My life had been an abundance of nothingness. Hollowness had occupied a major portion of the 24 years of my life and there was nothing I was proud of or even regretted. It had been a long boring book with blank pages. I had never scribbled anything worthwhile on it. This was my chance to do so. I wanted to write the last page of my life in a way that people would wonder what kind of person I was. I wanted to be famous in my own defamation. Suicide, it was the only sure shot solution. Somebody would notice me, everyone would actually notice me. People from my office, who till then didn’t even know my name, would hunt it out from the files to give mournful statements to the press. There would be chaos in my locality. They had seen me walking like a ghost amongst them; they were daring people, never got scared but were forever curious. They were inquisitive and I was hungry to speak, but they never asked me a single question.
I was young but loneliness had bent my back bone and I walked like an old man. I had grey strands peeping through the blacks of my hair. I had smiled and laughed too, but the moments and the dates had gotten lost somewhere in the black hole of my memories. I now wanted to create a memory for the others. I wanted to die not for my sorrows but for the gossip mongers. They had always shunned me, now was the time to shake hands with them, hence I wanted to commit suicide.

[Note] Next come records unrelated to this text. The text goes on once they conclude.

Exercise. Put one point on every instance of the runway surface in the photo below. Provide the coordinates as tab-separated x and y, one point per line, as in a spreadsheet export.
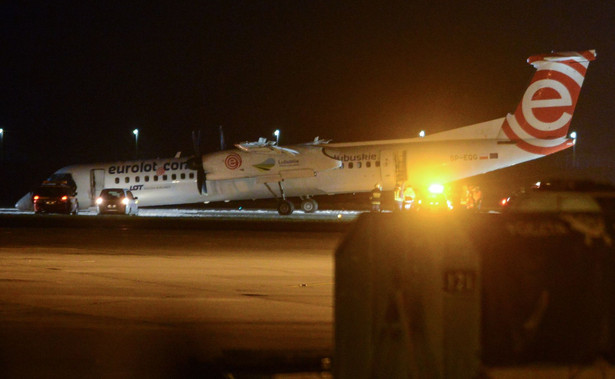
139	301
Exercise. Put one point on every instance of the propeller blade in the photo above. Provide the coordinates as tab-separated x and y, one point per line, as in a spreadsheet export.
201	181
196	141
196	162
222	143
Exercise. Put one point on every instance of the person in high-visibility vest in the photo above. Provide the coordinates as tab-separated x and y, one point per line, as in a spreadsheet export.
375	198
409	196
398	195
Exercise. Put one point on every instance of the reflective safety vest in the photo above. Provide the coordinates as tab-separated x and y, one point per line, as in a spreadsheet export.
409	194
399	194
376	196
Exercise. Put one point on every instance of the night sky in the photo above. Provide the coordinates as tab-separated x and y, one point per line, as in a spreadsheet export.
78	77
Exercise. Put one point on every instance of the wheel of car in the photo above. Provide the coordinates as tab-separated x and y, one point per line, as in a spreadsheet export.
285	207
309	205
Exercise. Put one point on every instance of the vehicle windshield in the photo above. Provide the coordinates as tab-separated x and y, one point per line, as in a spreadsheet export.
112	194
52	191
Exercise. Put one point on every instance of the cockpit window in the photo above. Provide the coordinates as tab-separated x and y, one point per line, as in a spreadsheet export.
109	194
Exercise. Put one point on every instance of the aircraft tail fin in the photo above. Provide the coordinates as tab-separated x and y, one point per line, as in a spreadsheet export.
542	118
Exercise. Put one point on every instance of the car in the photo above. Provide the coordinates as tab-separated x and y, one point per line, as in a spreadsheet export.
432	202
118	201
55	198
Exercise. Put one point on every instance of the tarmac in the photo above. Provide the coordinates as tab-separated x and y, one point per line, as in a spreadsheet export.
165	297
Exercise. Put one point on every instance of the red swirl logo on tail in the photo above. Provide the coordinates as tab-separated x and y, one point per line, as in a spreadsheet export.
542	119
232	161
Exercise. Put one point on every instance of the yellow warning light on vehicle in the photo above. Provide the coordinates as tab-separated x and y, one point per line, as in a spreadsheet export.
436	188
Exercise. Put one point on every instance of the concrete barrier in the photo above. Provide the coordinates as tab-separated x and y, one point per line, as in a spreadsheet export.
451	296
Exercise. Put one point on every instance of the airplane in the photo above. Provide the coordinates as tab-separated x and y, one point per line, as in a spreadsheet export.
262	169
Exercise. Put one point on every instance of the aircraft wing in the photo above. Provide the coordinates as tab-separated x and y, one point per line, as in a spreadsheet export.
264	146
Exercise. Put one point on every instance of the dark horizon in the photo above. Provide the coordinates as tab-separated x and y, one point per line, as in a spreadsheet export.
78	78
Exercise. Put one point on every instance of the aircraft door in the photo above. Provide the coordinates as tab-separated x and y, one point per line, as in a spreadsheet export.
97	183
387	169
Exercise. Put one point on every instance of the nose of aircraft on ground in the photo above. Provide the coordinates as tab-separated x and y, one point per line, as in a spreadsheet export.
25	203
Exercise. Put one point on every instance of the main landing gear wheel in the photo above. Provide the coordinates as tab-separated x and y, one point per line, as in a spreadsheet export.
309	205
285	207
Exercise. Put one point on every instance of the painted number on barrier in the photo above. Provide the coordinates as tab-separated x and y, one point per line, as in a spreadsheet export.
457	281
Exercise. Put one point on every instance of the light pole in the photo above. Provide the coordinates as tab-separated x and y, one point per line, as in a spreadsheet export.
574	137
277	136
136	133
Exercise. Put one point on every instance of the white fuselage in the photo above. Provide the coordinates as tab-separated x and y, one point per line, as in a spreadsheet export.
343	168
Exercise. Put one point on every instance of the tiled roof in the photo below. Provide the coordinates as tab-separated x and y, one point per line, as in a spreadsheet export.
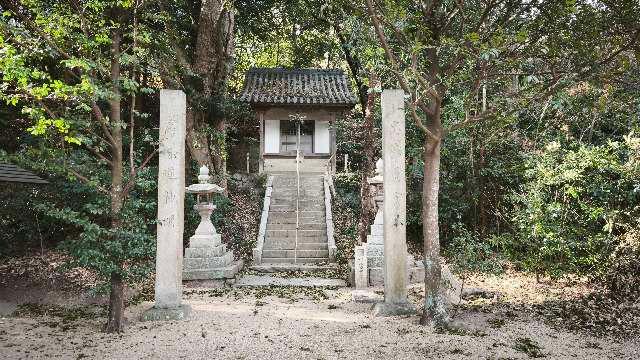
306	87
12	173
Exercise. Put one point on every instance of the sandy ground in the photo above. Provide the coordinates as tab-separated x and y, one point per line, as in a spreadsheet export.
243	327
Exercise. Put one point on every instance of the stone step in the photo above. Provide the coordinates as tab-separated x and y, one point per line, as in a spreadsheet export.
298	260
289	208
266	267
292	214
268	253
292	226
292	202
292	220
301	240
265	280
292	246
280	234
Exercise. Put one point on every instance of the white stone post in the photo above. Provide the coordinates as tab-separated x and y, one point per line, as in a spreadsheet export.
360	264
171	187
394	207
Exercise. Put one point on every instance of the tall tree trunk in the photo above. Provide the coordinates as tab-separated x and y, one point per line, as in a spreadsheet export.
116	298
219	154
434	307
366	210
225	50
197	140
204	61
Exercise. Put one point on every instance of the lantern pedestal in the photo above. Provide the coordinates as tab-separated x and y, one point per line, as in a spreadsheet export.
207	258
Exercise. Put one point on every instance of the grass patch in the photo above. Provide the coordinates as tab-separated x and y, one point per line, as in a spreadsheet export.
529	347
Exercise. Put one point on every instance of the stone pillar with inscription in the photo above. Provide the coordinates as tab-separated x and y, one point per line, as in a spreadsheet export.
394	207
171	188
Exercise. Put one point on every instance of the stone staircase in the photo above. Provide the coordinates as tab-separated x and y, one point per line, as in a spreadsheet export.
280	238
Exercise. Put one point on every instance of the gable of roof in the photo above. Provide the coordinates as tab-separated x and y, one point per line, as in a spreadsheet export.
12	173
302	87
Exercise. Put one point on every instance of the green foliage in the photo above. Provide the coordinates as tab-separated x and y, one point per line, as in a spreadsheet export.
623	276
468	252
94	244
574	205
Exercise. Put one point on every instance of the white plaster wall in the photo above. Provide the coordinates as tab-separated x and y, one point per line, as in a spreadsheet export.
272	136
322	139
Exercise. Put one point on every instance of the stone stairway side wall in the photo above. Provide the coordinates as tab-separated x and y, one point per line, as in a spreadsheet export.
262	231
331	244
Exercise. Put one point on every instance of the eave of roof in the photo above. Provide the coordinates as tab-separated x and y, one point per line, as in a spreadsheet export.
299	88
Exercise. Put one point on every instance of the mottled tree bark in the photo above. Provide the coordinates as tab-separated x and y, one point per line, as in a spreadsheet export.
116	298
366	209
434	307
212	62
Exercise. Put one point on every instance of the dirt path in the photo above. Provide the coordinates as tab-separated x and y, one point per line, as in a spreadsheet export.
240	326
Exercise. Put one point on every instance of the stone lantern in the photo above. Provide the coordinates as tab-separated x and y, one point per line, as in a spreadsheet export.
207	257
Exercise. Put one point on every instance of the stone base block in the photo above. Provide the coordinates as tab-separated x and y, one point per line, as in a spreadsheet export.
226	272
208	252
366	296
158	314
205	241
394	309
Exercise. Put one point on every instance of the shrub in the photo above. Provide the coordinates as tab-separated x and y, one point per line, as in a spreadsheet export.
573	208
623	275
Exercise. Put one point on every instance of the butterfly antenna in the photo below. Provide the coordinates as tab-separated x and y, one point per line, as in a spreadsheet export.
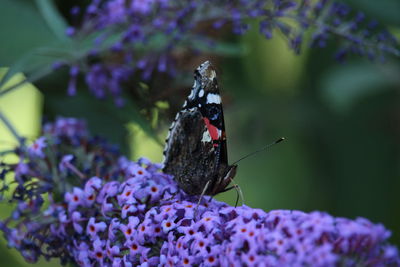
261	149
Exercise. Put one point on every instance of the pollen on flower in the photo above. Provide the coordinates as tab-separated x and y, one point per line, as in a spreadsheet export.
125	225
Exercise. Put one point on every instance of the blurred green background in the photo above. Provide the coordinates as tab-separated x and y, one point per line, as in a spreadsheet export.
341	121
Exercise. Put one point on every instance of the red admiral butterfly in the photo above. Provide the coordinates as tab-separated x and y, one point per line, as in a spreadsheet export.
196	152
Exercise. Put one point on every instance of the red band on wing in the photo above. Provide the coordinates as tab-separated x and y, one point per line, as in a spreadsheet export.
212	130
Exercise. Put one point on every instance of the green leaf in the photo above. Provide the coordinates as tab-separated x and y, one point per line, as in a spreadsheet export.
103	117
221	48
53	18
22	29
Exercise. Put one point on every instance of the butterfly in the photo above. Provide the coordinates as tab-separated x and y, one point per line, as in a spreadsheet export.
196	151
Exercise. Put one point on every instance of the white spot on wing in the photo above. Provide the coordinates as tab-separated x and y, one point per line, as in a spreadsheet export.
206	137
191	96
213	99
201	93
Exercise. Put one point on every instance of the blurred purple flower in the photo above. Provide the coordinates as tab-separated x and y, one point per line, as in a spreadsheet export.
151	36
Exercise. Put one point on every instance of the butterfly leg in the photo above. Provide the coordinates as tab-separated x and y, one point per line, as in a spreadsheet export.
201	196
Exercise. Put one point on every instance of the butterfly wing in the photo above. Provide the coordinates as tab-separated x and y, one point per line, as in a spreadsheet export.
196	150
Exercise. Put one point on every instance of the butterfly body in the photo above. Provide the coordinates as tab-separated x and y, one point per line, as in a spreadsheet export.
196	150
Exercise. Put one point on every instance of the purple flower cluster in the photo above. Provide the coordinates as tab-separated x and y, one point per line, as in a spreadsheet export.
145	39
104	210
65	156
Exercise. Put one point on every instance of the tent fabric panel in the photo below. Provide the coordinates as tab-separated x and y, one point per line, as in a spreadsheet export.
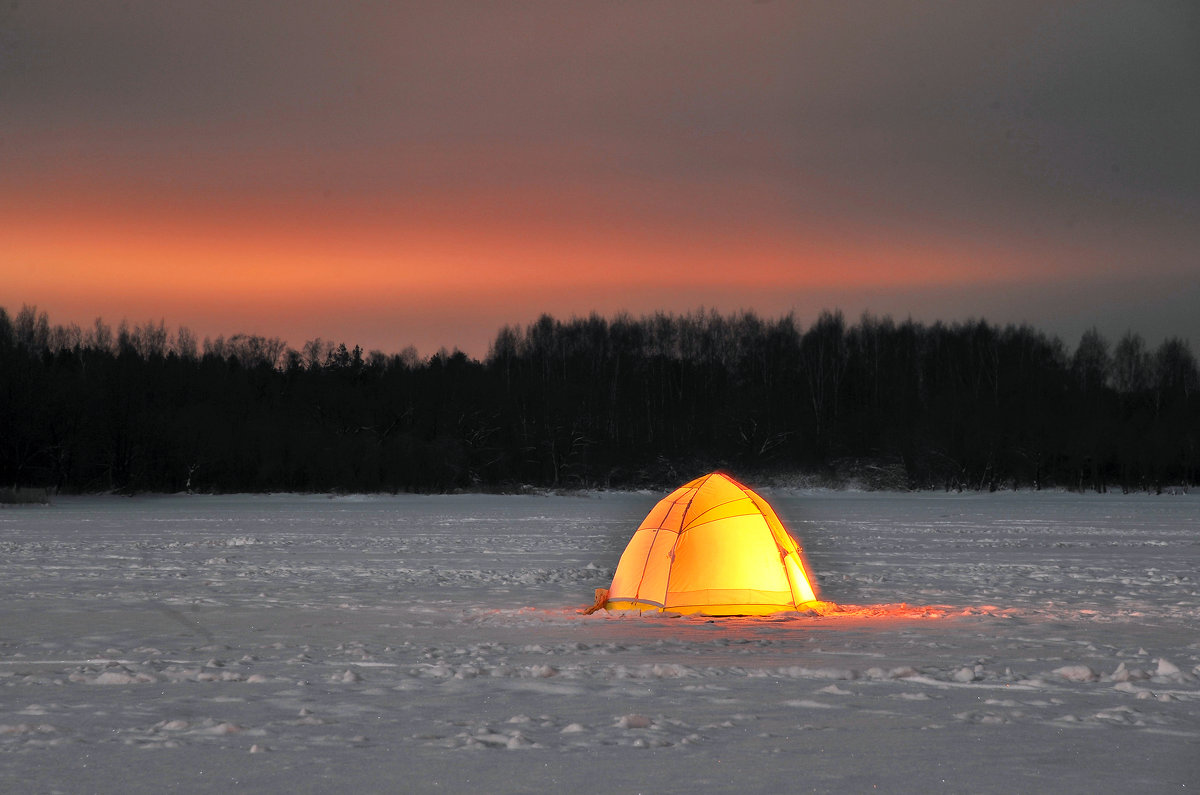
675	516
743	507
737	553
802	590
657	572
628	578
715	489
679	599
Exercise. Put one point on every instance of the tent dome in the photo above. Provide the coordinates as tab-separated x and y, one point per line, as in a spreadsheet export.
712	547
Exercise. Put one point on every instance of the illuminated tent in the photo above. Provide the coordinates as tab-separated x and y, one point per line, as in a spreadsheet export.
712	547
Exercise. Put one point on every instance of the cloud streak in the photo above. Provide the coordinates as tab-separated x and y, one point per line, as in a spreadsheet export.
435	149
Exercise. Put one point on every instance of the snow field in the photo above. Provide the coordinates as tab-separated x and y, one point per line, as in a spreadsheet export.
432	644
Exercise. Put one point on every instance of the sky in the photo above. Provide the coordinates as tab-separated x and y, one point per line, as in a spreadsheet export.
423	173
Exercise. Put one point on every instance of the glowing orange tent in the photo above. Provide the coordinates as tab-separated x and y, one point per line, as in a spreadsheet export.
712	547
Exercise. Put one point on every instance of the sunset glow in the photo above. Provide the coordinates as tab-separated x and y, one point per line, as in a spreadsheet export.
461	173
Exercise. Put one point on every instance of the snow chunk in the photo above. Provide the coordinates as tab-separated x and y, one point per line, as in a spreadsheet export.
634	722
1077	674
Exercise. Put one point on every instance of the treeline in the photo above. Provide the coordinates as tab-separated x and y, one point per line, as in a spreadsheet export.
597	402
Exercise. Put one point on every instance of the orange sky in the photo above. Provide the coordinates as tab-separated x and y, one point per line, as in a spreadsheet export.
421	177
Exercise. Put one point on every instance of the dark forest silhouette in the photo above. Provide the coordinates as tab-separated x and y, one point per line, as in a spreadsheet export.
597	402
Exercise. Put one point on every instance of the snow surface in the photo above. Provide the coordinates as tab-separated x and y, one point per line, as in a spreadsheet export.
1051	643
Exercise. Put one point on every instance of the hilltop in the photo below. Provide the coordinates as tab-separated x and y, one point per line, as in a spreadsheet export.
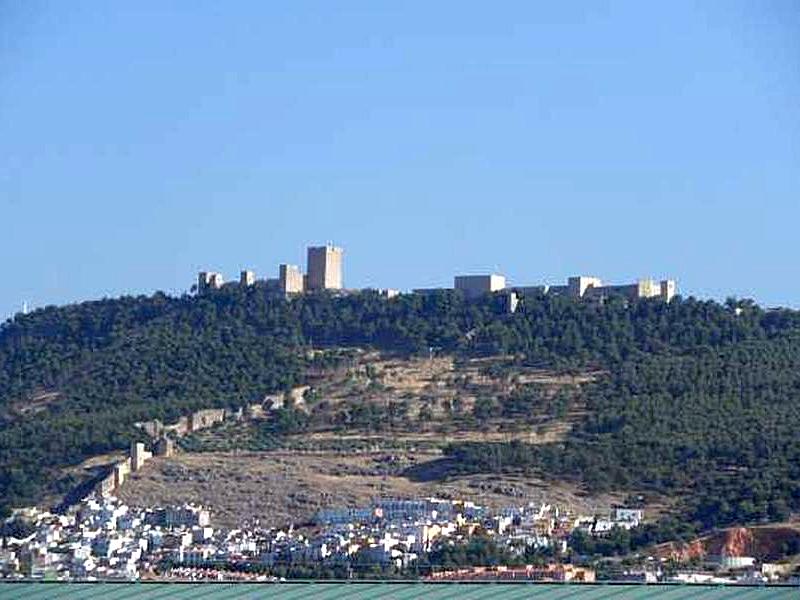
697	401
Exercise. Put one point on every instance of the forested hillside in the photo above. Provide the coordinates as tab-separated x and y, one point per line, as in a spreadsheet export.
699	399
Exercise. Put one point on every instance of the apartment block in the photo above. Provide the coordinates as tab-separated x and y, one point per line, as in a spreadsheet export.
475	286
247	278
324	270
290	279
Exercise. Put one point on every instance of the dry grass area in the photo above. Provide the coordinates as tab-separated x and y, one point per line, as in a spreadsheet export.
355	462
279	488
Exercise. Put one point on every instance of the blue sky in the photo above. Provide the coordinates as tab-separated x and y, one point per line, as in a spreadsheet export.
143	141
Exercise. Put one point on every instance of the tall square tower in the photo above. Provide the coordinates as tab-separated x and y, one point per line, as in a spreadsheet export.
324	269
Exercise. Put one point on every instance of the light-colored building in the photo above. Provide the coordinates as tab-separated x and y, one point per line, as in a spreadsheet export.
669	287
475	286
578	285
642	288
324	270
247	278
290	279
139	456
209	280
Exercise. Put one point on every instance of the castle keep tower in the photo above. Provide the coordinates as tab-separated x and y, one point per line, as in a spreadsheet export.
324	269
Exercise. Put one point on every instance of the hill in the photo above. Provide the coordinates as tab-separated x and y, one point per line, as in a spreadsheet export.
696	400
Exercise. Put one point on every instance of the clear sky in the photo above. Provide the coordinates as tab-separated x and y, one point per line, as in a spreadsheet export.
143	141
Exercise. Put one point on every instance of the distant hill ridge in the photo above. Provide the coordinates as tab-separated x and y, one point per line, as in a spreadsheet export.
720	381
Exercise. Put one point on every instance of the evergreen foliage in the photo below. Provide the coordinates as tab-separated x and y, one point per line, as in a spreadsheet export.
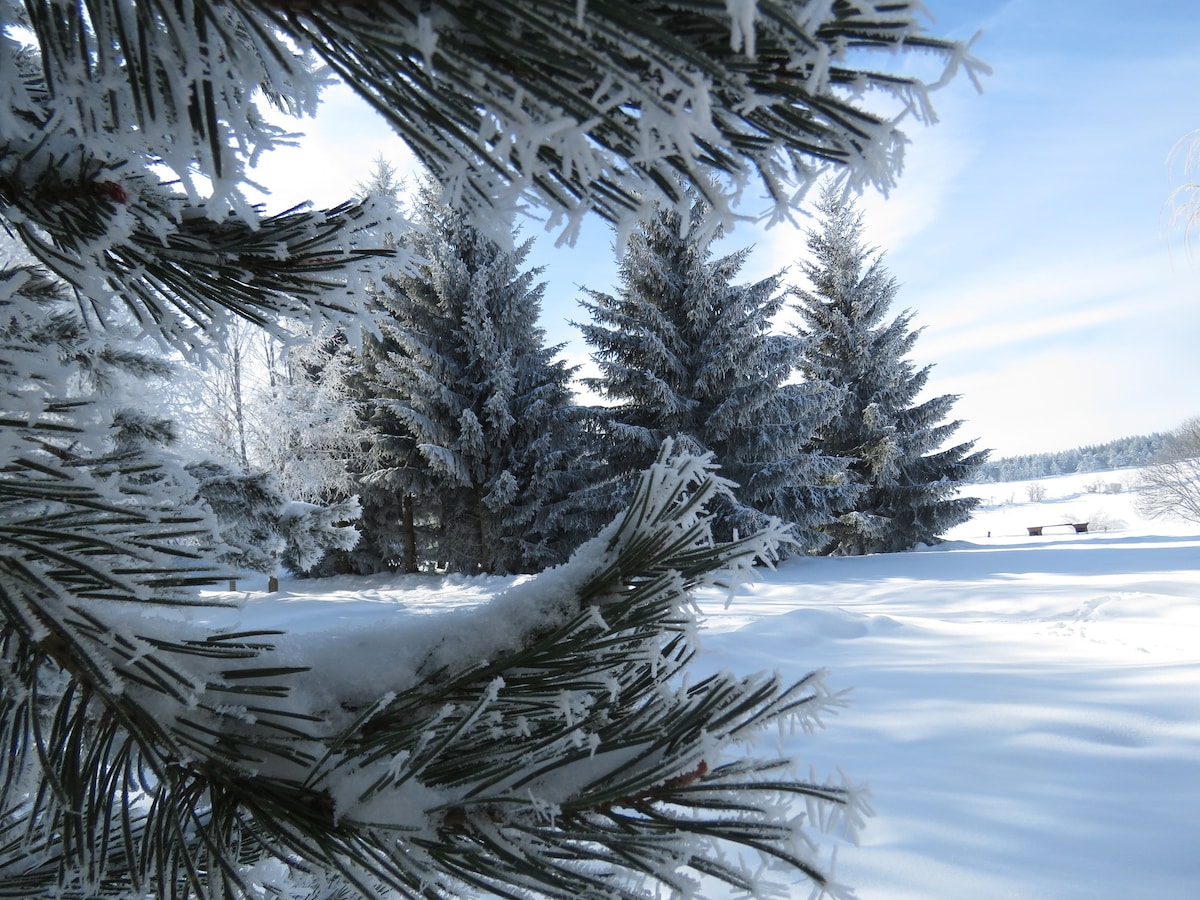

I was holding a bottle of sedatives that I had stolen. It hadn’t been very difficult. I had been working for the drug store for over three years now, no one ever suspected me of anything; I was like the vacuum cleaner, purposeful but not a person. The vacuum cleaner had silently sucked in a bottle of pills and nobody noticed, as usual. I had never been comfortable seeing blood and hence stabbing myself was out of question. I was scared of heights and hence this seemed the most convenient measure. I was fiddling with the bottle between my two hands. Death has its own time assigned and my time was probably after a few minutes. I was in retrospection. I laughed at my own thought, retrospection, retrospection over what, I didn’t understand.
I finally took out the pills in my hand; they were like pearls glittering on my palm. I for a while closed my fist, an oyster embracing the pearls. I took a deep breath then. Had the time come? I asked the angel of death and felt the breeze conveying the affirmation, now was the time. I took one pill first and popped it in my mouth with a large gulp of water. Nothing, I felt nothing, just something in my head started talking. I popped another one, this was going slow; I had broken into sweats; my fingers shook and the voice in my head grew louder. I was not dead yet, I was slowly fading away from life. Death seemed lousy and I was getting annoyed. It wasn’t easy, I concluded. I had taken three pills so far and was only feeling sleepy not dead. My mouth was too small to gulp down all of them together. The screams in my head had become frantic, they were scared of death, I wasn’t, but they were howling in my head. I had to pacify them. Hence, I gave up, like all the other instances of my life, this time too, I gave up. May be tomorrow I’ll be able to die, may be by tomorrow I would have lived enough to die.